The man is dressed as Elvis.
‘How come?’
‘They only care that Elvis died on the toilet. I keep telling them that there’s more than that. He made great music. But all they care about was that he died on the toilet’.
‘He died on the toilet?’
I didn’t know this for a fact, and I’d assumed that it was an urban legend.
‘Yeah. And they’re laughing at me because of it’.
I’ve never really liked Elvis, but I didn’t want to tell him this. I appreciate that he had a good voice and some good songs, and a certain rapport with his audience, but I’ve never really rated him as one of my favourite singers.
‘Do you like Elvis?’ he asked.
Well, here we go, I thought. But in my defence I was tired, and it had been a long day, and the fact that I had just performed to tens of people in Exeter kind of made me feel a little invincible.
‘He was ok. But for me, the best singer of that period was Roy Orbison’.
Now, I’ve told this story to a friend of mine and she said that this is the moment when the whole encounter could have gone tits up. He could have reacted badly. He could have lunged for me, for example, and beckme ever so violent and I could have finished my days dead, on Newton Abbot station platform, hacked to death by an Elvis Impersonator. But instead he seemed to take it very calmly and he said,
‘I love Roy Orbison! He was the best! Well, apart from Elvis, that is’.
‘That voice’, I ventured.
‘Yes! Oh man, he had such an amazing voice. Almost like an opera singer! That high note he hits in that song, what is it now . . .’.
‘Only the Lonely?’, I suggested.
‘Yes!

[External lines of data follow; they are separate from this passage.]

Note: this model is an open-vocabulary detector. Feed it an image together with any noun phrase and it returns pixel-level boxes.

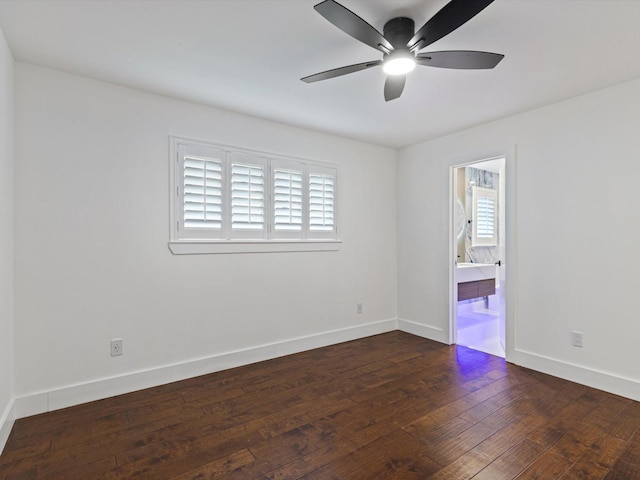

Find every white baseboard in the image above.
[0,397,16,454]
[9,319,398,420]
[398,318,449,344]
[508,349,640,401]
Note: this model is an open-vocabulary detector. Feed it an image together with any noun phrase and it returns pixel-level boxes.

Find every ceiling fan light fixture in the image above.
[382,50,416,75]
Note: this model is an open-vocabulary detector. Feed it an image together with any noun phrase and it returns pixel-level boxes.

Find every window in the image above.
[170,137,337,253]
[471,187,498,247]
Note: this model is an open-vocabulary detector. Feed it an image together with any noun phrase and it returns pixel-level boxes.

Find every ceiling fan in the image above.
[301,0,504,102]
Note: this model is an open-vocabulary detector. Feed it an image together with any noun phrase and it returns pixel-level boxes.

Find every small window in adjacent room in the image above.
[471,187,498,247]
[169,137,339,253]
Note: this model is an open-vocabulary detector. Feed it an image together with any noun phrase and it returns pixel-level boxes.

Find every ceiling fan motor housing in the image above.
[383,17,415,49]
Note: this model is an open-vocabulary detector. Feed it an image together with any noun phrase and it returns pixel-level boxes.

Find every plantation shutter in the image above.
[273,168,303,232]
[229,153,266,238]
[309,174,335,232]
[472,187,498,246]
[183,157,222,229]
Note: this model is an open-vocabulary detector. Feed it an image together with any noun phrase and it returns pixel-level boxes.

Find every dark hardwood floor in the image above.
[0,332,640,480]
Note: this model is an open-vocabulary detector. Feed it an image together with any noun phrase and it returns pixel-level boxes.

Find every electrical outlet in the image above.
[111,338,122,357]
[571,332,584,347]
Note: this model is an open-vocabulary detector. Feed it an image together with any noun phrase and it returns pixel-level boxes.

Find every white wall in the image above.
[0,27,14,452]
[15,63,397,414]
[398,80,640,400]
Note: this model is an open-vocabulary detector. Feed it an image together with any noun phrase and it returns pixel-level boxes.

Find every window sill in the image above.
[169,240,342,255]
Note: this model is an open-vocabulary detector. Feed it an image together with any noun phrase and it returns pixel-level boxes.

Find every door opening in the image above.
[450,157,506,358]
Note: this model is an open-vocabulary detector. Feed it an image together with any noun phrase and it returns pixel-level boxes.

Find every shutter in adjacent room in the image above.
[471,187,498,246]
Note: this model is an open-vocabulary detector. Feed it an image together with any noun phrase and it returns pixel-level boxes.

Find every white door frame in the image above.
[448,150,517,360]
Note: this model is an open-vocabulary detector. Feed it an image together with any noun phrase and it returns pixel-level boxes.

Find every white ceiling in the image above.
[0,0,640,147]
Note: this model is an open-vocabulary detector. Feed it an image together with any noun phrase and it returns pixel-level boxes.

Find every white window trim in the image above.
[168,136,342,255]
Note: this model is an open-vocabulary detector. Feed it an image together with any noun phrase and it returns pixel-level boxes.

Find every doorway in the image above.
[450,157,507,358]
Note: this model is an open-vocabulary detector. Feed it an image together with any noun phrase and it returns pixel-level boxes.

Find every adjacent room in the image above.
[0,0,640,479]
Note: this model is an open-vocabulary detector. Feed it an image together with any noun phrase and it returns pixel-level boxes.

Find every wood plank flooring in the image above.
[0,332,640,480]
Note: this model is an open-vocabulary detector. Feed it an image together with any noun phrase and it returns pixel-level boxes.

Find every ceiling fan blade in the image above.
[407,0,493,51]
[313,0,393,53]
[300,60,382,83]
[416,50,504,70]
[384,75,407,102]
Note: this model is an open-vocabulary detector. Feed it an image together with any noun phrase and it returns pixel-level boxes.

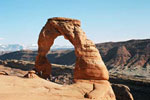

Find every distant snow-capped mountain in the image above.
[0,44,73,51]
[0,44,23,51]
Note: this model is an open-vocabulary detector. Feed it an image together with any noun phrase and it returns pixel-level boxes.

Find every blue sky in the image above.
[0,0,150,45]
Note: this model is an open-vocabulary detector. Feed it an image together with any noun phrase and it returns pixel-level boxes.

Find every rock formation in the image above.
[112,84,134,100]
[35,18,109,80]
[35,17,115,100]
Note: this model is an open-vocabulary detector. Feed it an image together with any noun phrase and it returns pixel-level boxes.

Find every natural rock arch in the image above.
[35,17,109,80]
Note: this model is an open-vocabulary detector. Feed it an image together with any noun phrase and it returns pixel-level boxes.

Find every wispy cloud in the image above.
[0,37,4,40]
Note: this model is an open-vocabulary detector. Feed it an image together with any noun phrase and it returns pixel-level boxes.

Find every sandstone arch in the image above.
[35,17,109,80]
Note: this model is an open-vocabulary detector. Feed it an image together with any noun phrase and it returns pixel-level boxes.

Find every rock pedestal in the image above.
[35,17,115,100]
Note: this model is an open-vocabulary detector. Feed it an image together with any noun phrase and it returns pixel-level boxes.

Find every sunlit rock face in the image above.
[35,17,115,100]
[36,17,109,80]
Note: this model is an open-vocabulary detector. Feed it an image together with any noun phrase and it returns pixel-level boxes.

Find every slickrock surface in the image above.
[0,75,114,100]
[35,17,115,100]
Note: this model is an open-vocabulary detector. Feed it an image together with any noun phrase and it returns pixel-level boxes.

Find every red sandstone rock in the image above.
[35,17,109,80]
[35,17,115,100]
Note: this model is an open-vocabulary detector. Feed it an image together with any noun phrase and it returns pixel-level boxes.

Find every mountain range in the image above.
[0,39,150,69]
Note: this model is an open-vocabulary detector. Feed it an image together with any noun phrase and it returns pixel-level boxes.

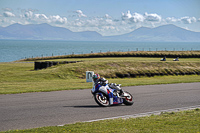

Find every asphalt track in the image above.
[0,82,200,131]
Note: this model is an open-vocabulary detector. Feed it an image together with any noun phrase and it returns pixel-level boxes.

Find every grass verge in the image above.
[3,109,200,133]
[0,57,200,94]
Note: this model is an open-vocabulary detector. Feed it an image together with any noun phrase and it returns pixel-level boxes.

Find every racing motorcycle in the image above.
[91,83,134,107]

It sends shivers down my spine. Oh wow, Roy Orbison was amazing.’
‘But not as amazing as Elvis, eh?’
‘Well’, he said, kind of standing back from me a little bit and doing something of an Elvis pose which involved a strange spasm of the leg, ‘That goes without saying’.

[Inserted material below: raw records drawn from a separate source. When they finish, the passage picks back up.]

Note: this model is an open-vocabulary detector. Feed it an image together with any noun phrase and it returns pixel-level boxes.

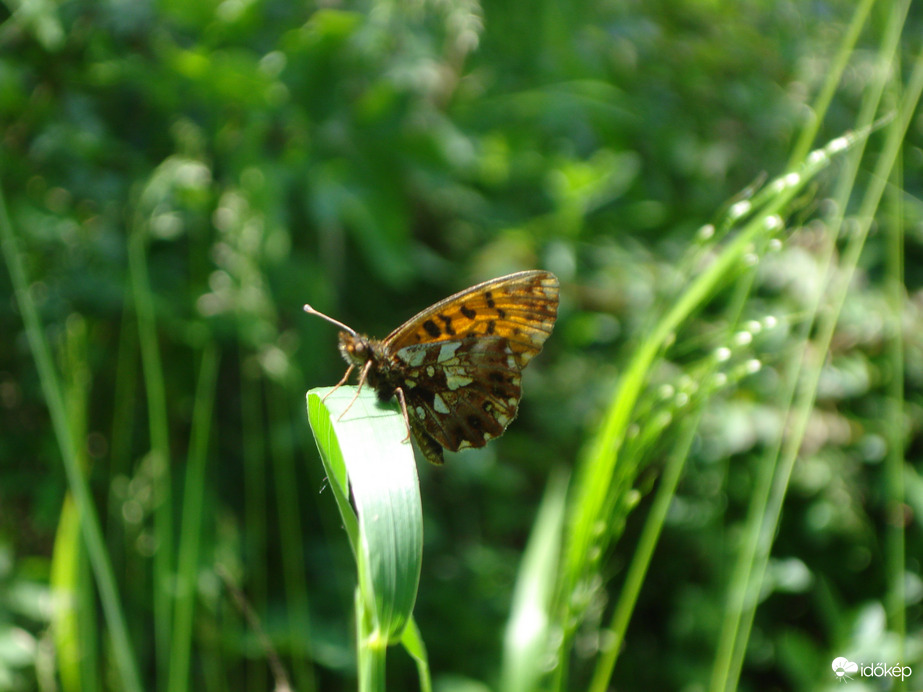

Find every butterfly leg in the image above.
[321,365,356,402]
[394,387,410,442]
[337,361,372,420]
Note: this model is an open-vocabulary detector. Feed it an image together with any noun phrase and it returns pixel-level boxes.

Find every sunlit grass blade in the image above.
[308,387,423,689]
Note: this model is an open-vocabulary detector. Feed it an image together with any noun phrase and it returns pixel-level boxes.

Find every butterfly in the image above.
[304,270,558,464]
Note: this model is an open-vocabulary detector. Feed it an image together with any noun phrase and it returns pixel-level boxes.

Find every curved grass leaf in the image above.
[308,387,423,648]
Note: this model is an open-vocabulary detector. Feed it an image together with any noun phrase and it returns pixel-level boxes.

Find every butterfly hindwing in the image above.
[305,270,558,464]
[396,336,522,451]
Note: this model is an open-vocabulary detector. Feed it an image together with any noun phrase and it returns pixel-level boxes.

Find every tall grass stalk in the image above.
[128,223,173,680]
[168,342,218,692]
[0,184,142,692]
[308,386,431,692]
[554,123,867,689]
[266,385,316,692]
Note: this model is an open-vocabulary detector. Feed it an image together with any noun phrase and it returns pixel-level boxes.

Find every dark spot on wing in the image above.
[423,320,442,339]
[436,312,455,336]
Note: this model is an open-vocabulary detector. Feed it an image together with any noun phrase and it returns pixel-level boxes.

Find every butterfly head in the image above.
[304,305,374,366]
[340,332,372,366]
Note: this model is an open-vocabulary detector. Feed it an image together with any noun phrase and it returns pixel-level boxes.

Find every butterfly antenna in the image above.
[304,303,358,336]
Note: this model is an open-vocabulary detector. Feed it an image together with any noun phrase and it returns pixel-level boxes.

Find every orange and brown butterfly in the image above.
[304,270,558,464]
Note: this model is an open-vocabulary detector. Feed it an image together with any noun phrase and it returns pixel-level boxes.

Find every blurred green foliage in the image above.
[0,0,923,692]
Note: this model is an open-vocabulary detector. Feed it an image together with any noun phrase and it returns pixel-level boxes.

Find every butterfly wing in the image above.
[382,271,558,463]
[397,336,522,463]
[384,270,558,369]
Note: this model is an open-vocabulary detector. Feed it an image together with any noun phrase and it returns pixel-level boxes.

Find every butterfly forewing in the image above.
[314,271,558,464]
[384,271,558,463]
[385,271,558,365]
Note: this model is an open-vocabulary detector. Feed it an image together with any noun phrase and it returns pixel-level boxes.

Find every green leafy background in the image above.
[0,0,923,692]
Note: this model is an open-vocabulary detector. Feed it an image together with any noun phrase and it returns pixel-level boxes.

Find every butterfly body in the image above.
[306,271,558,464]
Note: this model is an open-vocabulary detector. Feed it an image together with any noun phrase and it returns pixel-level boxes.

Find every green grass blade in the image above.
[401,616,433,692]
[500,473,567,692]
[168,343,218,692]
[0,190,141,692]
[128,222,173,677]
[308,387,423,668]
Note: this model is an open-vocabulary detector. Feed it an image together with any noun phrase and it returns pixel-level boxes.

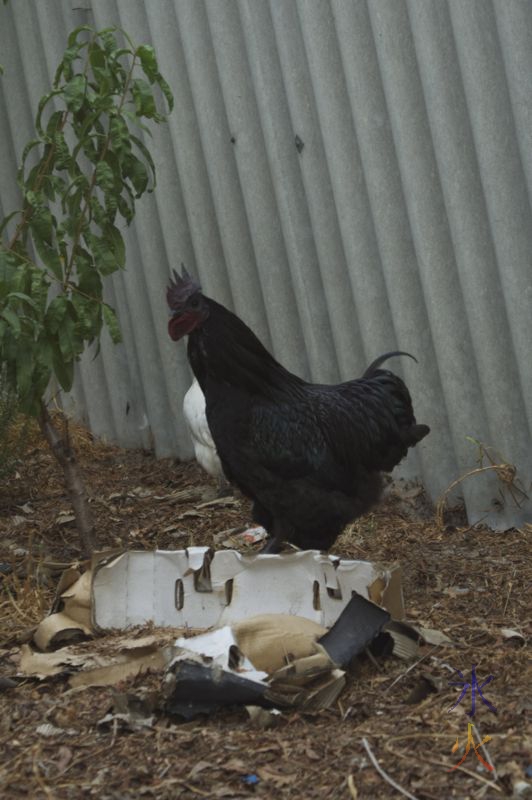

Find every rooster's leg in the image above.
[260,519,289,554]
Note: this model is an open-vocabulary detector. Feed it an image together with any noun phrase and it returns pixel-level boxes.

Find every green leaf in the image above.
[35,89,63,139]
[136,44,159,83]
[109,115,131,153]
[26,200,55,244]
[137,44,174,111]
[95,161,115,192]
[84,231,120,275]
[33,233,63,281]
[117,195,135,225]
[6,292,37,309]
[45,294,68,334]
[63,75,87,111]
[102,303,122,344]
[2,308,22,336]
[17,339,35,398]
[99,28,116,53]
[0,209,22,235]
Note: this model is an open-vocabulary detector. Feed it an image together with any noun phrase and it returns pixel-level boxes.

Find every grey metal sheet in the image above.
[0,0,532,527]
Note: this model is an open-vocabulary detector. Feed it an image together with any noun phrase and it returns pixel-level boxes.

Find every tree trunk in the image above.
[39,403,96,557]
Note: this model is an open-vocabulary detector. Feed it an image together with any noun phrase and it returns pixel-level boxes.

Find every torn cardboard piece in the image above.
[17,632,175,687]
[164,595,390,719]
[33,568,93,650]
[92,547,404,631]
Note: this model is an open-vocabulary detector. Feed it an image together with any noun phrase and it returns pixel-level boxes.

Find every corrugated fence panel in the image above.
[0,0,532,527]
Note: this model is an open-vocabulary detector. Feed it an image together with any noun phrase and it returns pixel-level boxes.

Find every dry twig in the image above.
[362,738,417,800]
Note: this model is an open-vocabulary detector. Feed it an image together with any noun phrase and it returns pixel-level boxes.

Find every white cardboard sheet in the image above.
[91,547,403,630]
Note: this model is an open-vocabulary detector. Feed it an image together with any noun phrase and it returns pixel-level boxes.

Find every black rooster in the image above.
[167,268,430,553]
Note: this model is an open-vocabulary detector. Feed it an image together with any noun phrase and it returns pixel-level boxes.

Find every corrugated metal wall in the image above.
[0,0,532,527]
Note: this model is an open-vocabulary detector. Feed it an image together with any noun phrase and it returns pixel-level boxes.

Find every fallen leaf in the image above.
[188,761,214,778]
[257,767,296,786]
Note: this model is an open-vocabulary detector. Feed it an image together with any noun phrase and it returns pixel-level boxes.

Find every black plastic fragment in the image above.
[165,661,273,719]
[318,593,390,667]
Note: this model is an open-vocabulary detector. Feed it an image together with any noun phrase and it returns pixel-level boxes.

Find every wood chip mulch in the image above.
[0,422,532,800]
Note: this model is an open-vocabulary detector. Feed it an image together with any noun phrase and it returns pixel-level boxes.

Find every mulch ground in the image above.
[0,422,532,800]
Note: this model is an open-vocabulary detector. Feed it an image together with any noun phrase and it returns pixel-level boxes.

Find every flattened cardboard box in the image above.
[91,547,404,631]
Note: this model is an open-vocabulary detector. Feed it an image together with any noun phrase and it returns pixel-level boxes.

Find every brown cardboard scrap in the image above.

By now the train was coming in and I decided that I didn’t want to be stuck with a drunk Elvis impersonator for the rest of the journey, so I decided on a cunning plan. I would let him get on and then run down to the next carriage., seeing as though it was obvious that we were both waiting for the same train. I would pretend, in a very sneaky manner, that I was waiting for a train after his. Even though there was no train. This was the last service of the night.
‘Here’s your train’ I said to him.
‘You are’, he said, ‘a good bloke’.
And then he started that drunk persons thing that drunk men do when they decide that they have to shake your hand and kind of sum up everything they know about you.

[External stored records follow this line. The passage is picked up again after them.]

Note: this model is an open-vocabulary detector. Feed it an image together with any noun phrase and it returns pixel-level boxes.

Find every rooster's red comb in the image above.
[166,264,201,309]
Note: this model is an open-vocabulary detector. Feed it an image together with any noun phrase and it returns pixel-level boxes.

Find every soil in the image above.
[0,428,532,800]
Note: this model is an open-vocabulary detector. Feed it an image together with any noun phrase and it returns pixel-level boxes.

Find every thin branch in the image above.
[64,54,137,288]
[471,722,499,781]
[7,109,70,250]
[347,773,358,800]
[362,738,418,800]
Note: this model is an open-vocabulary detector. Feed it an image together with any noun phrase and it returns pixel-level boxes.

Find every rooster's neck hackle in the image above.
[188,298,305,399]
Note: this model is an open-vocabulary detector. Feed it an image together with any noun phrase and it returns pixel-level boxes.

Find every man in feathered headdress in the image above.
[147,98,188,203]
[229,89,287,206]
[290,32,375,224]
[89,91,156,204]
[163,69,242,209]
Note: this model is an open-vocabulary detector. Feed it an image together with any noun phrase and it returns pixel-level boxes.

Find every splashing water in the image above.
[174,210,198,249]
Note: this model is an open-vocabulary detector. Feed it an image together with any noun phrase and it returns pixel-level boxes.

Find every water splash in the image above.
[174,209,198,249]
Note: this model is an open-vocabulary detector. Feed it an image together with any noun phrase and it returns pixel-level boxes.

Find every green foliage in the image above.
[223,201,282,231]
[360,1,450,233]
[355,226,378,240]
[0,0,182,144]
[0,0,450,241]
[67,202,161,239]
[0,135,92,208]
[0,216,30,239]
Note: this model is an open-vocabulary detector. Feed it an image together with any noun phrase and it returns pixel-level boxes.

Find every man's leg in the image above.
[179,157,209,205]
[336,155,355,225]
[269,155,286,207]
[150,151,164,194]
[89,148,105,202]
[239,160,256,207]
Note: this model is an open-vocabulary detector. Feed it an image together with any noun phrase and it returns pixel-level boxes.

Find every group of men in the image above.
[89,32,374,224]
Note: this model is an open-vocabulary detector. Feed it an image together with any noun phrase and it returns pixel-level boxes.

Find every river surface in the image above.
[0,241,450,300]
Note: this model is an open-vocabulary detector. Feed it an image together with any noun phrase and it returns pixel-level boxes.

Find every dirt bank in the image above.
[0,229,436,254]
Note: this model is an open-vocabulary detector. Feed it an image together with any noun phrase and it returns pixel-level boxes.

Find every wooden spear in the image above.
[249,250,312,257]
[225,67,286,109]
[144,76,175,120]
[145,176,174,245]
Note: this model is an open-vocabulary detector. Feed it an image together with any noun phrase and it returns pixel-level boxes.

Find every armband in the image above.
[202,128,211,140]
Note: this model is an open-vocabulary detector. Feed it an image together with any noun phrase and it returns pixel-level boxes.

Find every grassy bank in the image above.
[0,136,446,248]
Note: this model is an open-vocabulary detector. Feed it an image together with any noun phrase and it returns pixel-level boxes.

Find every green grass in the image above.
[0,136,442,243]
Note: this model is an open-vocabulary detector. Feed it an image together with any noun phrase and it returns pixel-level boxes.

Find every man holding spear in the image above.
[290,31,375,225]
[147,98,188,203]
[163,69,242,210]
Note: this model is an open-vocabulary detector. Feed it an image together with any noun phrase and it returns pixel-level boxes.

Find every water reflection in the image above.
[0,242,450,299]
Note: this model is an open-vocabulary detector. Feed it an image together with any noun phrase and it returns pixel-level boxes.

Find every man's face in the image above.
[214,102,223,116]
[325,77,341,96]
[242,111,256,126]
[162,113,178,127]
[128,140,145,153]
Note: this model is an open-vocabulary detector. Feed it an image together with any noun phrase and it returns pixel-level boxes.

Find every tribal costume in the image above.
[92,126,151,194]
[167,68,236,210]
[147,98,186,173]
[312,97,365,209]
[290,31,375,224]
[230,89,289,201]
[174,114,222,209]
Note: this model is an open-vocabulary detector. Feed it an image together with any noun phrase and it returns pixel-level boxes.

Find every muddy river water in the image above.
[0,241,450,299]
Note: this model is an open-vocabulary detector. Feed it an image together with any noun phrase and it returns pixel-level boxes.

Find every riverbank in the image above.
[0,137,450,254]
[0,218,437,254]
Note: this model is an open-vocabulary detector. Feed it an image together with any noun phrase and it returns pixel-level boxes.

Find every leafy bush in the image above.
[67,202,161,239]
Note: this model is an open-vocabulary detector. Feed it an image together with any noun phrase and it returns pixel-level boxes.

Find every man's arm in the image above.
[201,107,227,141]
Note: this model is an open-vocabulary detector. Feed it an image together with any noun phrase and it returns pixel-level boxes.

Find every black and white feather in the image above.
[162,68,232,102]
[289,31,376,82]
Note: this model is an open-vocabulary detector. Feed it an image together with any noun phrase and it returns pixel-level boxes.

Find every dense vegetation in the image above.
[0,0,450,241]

‘You’re a good bloke. And I’ve really enjoyed talking. Such a good bloke. If I ever see you in the pub I will buy you a pint. Such a good bloke you are. Roy Orbison! Ha ha ha. You’re such a good bloke. You’re a really good bloke. Now come here and shake my hand. Roy Orbison! So good to meet you. Yeah. Roy Orbison. Elvis, man! And Roy Orbison. So good to meet a good person’. He said all this while shaking my hand.
At this point I realised that if I didn’t get on the train I’d miss it altogether. ‘You’d better get on’, I said, looking at the guard.
And as I watched him stumble on board, I managed to time it to perfection, running down to the next carriage and jumping on just as the guard blew his whistle.
I spent the rest of the journey hiding in the next carriage, squeezed up against the wall hoping that the Elvis impersonator didn’t see me.
As my friend Anne says, I seem to attract these sorts of people.